Abstract

A quantitative structure-fluorescence property relationship (QSPR) analysis of a large 288-membered library based on a single fluorescent BODIPY scaffold is presented for the first time. BODIPY is a versatile fluorescent scaffold with outstanding photophysical properties. Absorption (lambda(abs)) and fluorescence emission (lambda(em)) wavelength maxima were modeled with help of stepwise multiple linear regression (MLR) and support vector regression (SVR). The models were rigorously validated by 10-times 10-fold cross-validation (CV), y-scrambling CV and with an external validation set.
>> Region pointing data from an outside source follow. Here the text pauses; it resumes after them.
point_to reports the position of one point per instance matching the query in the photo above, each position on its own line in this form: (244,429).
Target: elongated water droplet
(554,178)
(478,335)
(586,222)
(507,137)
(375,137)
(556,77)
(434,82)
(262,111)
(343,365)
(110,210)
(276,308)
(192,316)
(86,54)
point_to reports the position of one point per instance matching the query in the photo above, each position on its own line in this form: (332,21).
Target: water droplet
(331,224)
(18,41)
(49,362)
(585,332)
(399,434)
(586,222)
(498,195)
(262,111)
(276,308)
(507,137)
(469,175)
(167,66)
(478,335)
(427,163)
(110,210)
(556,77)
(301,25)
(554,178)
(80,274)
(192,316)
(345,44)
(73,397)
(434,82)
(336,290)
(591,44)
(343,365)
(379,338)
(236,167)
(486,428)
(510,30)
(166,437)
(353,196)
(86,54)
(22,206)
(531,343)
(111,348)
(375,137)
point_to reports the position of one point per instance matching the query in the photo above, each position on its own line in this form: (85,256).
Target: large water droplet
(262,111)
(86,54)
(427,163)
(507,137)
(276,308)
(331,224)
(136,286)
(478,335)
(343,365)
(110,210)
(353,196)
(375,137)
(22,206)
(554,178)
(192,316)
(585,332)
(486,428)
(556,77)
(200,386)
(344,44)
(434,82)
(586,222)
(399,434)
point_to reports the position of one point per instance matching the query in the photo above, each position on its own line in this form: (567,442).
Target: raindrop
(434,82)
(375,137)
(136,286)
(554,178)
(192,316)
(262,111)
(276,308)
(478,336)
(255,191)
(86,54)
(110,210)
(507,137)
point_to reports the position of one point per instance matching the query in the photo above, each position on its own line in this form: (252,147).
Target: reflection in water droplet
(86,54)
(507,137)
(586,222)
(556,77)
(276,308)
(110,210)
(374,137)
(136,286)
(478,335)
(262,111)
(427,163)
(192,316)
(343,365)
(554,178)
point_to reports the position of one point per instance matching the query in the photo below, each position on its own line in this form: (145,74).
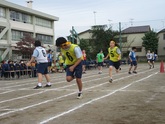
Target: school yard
(130,99)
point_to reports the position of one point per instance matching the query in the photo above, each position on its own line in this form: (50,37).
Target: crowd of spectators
(12,69)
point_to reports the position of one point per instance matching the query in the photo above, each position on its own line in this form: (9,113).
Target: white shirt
(40,55)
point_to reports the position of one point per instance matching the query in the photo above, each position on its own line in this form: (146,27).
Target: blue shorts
(115,64)
(100,63)
(83,62)
(77,71)
(42,68)
(133,63)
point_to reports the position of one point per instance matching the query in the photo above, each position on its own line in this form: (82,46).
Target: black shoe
(37,87)
(135,72)
(110,80)
(79,96)
(47,85)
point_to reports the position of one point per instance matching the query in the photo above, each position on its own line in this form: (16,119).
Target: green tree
(101,37)
(150,41)
(25,46)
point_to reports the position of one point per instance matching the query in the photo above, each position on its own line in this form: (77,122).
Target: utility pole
(94,12)
(120,39)
(109,23)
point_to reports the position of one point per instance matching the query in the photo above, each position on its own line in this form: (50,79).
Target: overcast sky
(84,13)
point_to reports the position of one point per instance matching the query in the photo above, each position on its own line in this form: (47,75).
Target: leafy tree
(25,46)
(150,41)
(100,38)
(85,45)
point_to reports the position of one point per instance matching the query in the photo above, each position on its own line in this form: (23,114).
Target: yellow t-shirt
(113,55)
(61,60)
(70,55)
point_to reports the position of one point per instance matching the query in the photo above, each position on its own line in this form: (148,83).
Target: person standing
(84,61)
(149,59)
(133,61)
(61,61)
(99,60)
(50,59)
(114,55)
(40,55)
(73,61)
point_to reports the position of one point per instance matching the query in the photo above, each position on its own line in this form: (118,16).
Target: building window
(2,12)
(46,39)
(21,17)
(138,49)
(18,35)
(43,22)
(4,37)
(163,36)
(123,39)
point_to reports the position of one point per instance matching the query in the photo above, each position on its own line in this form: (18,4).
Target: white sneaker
(79,96)
(110,80)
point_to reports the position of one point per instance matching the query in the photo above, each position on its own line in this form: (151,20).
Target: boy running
(99,60)
(73,61)
(132,58)
(114,55)
(40,55)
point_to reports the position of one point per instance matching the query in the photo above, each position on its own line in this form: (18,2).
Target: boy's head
(134,48)
(37,43)
(60,41)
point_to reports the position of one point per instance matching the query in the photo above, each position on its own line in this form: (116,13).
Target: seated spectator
(17,68)
(5,67)
(11,66)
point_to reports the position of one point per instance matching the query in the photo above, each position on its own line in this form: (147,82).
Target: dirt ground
(130,99)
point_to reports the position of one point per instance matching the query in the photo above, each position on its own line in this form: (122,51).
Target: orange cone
(161,67)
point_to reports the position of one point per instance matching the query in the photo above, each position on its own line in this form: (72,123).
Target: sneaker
(84,72)
(47,85)
(79,96)
(110,80)
(135,72)
(37,87)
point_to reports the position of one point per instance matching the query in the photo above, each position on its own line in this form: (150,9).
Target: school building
(16,21)
(132,37)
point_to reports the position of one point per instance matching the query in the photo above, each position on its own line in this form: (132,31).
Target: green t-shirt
(100,57)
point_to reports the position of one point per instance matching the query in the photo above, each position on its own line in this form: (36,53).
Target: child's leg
(79,84)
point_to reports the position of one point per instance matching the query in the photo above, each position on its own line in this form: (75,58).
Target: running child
(73,61)
(40,55)
(133,61)
(114,55)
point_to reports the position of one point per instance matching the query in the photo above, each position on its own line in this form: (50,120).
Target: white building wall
(135,40)
(44,30)
(161,47)
(21,26)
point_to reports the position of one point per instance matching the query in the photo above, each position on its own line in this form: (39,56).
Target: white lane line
(44,102)
(94,100)
(43,91)
(154,95)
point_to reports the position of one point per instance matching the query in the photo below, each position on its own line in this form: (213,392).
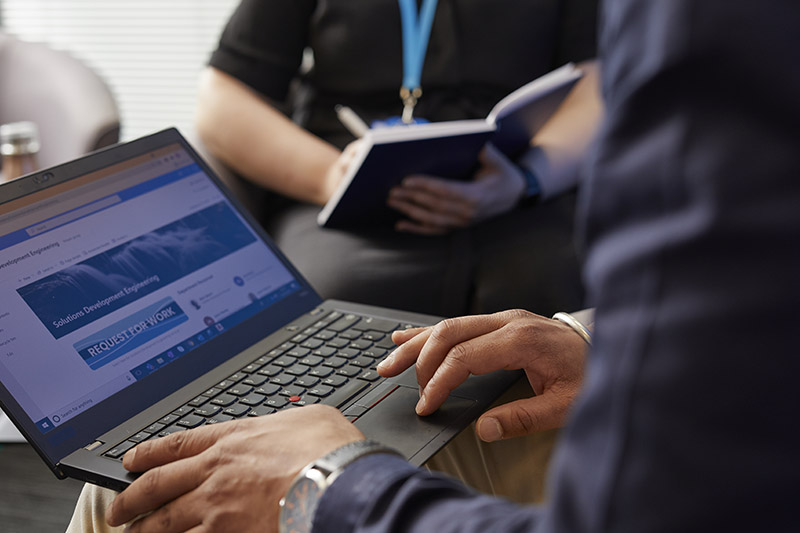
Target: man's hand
(226,477)
(550,352)
(435,206)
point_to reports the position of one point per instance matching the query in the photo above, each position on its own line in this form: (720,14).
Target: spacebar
(346,393)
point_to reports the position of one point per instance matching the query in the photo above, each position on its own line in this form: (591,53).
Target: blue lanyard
(416,31)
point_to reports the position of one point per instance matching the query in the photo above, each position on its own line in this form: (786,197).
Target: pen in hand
(351,121)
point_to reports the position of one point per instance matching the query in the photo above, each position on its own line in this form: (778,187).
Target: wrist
(532,190)
(299,505)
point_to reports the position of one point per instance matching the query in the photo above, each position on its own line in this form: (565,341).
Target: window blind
(150,52)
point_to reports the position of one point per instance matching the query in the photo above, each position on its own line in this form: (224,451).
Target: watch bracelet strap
(533,189)
(336,460)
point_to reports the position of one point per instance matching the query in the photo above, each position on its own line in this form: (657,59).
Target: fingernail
(129,456)
(423,401)
(490,430)
(386,363)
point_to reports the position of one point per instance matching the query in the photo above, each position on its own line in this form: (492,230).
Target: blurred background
(90,73)
(149,52)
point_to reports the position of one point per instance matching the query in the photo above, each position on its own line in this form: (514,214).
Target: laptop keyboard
(333,361)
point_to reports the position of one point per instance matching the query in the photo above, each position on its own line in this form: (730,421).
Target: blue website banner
(130,333)
(84,292)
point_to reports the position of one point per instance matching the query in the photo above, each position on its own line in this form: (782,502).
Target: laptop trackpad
(396,424)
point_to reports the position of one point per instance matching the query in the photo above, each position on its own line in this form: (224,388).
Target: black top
(479,51)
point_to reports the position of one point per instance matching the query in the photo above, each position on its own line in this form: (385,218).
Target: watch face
(299,506)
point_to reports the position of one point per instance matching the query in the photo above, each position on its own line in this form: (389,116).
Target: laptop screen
(112,277)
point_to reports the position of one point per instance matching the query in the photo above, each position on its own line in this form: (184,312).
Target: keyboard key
(321,371)
(197,402)
(277,402)
(335,380)
(351,334)
(348,353)
(210,393)
(343,323)
(325,334)
(191,421)
(255,380)
(311,360)
(306,381)
(375,353)
(355,410)
(369,375)
(284,361)
(321,391)
(224,400)
(298,370)
(308,400)
(169,419)
(335,362)
(208,411)
(139,437)
(311,344)
(379,324)
(373,335)
(120,449)
(218,419)
(349,371)
(270,370)
(252,367)
(292,391)
(362,362)
(181,411)
(283,379)
(268,389)
(261,410)
(237,410)
(347,392)
(252,400)
(169,430)
(299,352)
(324,351)
(338,342)
(154,428)
(240,390)
(360,344)
(386,343)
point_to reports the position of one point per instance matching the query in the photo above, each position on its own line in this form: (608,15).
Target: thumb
(521,417)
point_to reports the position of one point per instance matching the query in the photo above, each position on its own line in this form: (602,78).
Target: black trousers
(523,259)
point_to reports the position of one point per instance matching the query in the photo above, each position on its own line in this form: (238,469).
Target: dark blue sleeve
(384,493)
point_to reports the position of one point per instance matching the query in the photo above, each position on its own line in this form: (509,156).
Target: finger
(404,356)
(179,445)
(447,335)
(408,226)
(436,187)
(523,417)
(456,207)
(425,217)
(156,487)
(172,517)
(480,355)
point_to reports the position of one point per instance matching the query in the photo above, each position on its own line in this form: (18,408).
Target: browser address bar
(88,209)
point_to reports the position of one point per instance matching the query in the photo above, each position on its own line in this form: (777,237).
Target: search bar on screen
(75,214)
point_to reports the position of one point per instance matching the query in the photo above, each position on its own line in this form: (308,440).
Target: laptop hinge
(93,446)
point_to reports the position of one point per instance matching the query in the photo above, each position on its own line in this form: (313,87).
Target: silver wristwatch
(301,501)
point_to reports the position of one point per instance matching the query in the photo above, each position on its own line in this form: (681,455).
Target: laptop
(141,299)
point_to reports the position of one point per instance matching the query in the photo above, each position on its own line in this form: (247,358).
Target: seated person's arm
(261,144)
(434,205)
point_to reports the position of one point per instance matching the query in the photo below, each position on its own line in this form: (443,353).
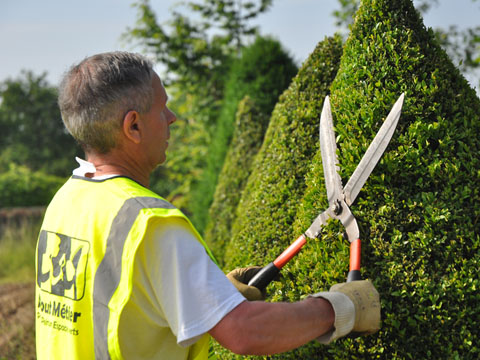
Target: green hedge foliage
(418,212)
(263,72)
(250,126)
(19,186)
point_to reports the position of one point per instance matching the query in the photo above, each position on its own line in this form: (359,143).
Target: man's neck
(118,164)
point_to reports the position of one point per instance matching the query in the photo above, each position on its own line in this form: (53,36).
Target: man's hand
(357,309)
(240,278)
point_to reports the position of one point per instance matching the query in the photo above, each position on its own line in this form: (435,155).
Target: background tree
(33,134)
(262,72)
(196,47)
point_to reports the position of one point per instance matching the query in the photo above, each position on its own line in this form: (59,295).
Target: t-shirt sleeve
(190,289)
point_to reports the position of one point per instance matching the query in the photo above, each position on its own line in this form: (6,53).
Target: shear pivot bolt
(337,208)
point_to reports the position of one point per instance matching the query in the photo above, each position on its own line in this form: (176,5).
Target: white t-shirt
(178,292)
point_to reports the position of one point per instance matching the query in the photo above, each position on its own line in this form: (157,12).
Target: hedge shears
(339,198)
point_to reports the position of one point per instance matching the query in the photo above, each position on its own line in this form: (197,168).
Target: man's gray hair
(95,95)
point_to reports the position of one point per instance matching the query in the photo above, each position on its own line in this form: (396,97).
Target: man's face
(157,122)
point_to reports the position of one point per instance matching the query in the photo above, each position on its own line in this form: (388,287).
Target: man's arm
(259,328)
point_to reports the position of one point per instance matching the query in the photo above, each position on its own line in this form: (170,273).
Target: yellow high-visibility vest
(84,263)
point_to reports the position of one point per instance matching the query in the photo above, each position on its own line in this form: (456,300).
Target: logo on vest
(62,264)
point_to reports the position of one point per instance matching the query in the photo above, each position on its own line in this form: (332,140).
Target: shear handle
(269,272)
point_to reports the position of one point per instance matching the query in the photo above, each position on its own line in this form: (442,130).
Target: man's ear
(132,127)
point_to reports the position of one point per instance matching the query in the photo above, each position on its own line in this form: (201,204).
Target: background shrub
(268,205)
(250,126)
(263,72)
(19,186)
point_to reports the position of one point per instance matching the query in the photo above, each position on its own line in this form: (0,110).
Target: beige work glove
(357,309)
(240,278)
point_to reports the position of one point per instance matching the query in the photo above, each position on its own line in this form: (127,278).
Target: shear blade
(373,153)
(328,148)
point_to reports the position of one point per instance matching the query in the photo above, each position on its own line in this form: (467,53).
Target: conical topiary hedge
(419,212)
(250,126)
(268,205)
(263,72)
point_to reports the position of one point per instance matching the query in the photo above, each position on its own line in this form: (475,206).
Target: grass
(17,251)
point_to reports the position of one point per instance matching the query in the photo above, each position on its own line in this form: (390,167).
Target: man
(121,273)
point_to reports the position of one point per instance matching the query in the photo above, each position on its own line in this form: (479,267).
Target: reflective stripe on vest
(108,273)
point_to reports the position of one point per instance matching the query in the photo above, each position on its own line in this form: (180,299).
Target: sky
(51,35)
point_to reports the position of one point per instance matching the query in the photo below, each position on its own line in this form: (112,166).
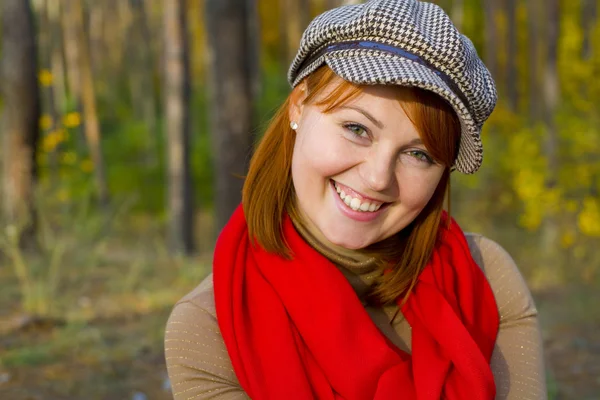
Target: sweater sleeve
(517,360)
(197,361)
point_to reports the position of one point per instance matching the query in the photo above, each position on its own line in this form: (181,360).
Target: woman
(340,276)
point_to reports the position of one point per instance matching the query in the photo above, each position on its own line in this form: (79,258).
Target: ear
(297,98)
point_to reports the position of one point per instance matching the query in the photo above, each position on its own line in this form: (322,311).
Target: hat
(407,43)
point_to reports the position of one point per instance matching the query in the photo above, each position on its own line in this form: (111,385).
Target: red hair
(268,191)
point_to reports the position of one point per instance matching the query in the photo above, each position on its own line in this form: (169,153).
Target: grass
(116,288)
(104,336)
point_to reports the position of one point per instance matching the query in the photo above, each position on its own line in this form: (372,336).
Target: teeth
(357,204)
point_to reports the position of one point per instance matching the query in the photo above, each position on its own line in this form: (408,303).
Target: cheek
(417,188)
(320,152)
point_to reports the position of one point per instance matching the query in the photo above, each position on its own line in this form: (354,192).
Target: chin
(348,243)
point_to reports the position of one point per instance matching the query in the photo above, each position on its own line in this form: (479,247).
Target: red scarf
(296,330)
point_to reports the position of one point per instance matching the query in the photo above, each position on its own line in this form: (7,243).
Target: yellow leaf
(589,217)
(46,122)
(72,120)
(87,165)
(45,77)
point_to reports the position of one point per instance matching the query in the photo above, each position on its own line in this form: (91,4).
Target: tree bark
(22,111)
(231,109)
(295,17)
(81,55)
(551,91)
(533,27)
(458,13)
(512,73)
(141,76)
(491,37)
(589,16)
(177,119)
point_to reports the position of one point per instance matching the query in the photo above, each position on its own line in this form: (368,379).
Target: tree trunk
(81,55)
(231,109)
(57,61)
(458,13)
(589,15)
(551,91)
(512,73)
(20,117)
(491,37)
(141,76)
(295,17)
(533,27)
(177,119)
(47,43)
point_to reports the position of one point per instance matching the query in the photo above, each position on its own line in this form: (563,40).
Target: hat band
(384,48)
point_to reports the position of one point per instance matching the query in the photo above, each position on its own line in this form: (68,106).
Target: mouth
(356,201)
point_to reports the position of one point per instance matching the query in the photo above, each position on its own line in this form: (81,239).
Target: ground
(109,343)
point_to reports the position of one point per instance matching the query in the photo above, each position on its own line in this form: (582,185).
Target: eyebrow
(371,118)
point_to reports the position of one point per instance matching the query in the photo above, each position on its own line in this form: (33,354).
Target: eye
(357,130)
(420,155)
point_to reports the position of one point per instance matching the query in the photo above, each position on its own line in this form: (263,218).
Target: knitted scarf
(296,330)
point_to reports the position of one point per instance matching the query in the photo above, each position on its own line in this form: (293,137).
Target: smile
(355,201)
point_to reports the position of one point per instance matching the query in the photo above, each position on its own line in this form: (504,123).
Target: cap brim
(365,67)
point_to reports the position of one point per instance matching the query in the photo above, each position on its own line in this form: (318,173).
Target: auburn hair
(268,191)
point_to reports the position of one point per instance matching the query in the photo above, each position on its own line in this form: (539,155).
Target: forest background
(127,126)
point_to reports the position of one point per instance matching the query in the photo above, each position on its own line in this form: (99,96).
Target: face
(360,172)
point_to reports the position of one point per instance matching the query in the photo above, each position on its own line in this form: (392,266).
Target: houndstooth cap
(408,43)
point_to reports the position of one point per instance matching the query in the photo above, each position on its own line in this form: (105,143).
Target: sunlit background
(112,202)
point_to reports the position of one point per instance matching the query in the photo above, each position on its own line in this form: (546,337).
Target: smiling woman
(341,276)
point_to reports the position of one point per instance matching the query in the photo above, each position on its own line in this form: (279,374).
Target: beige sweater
(199,366)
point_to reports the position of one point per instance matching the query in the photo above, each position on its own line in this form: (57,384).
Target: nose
(378,171)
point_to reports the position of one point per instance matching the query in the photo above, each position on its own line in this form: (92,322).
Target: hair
(268,191)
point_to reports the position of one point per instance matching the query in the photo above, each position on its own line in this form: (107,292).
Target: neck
(353,259)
Non-linear SVR models (R(2) = 0.92 and Q(2) = 0.71 for lambda(abs); R(2) = 0.89 and Q(2) = 0.69 for lambda(em)) performed significantly better than linear models. A small root mean squared error (RMSE) of 5.62 nm and 11.07 nm was achieved for lambda(abs) and lambda(em), respectively, and confirmed by external validation. A novel intramolecular charge transfer descriptor was developed based on the QSPR analysis and its inclusion in the modeling significantly improved models of lambda(em). We conclude that QSPR is a useful tool for modeling lambda(abs) and lambda(em) of BODIPY fluorophores and suggest QSPR as an ideal partner for the design of compounds with tailored fluorescence properties in a diversity-oriented fluorescence library approach (DOFLA).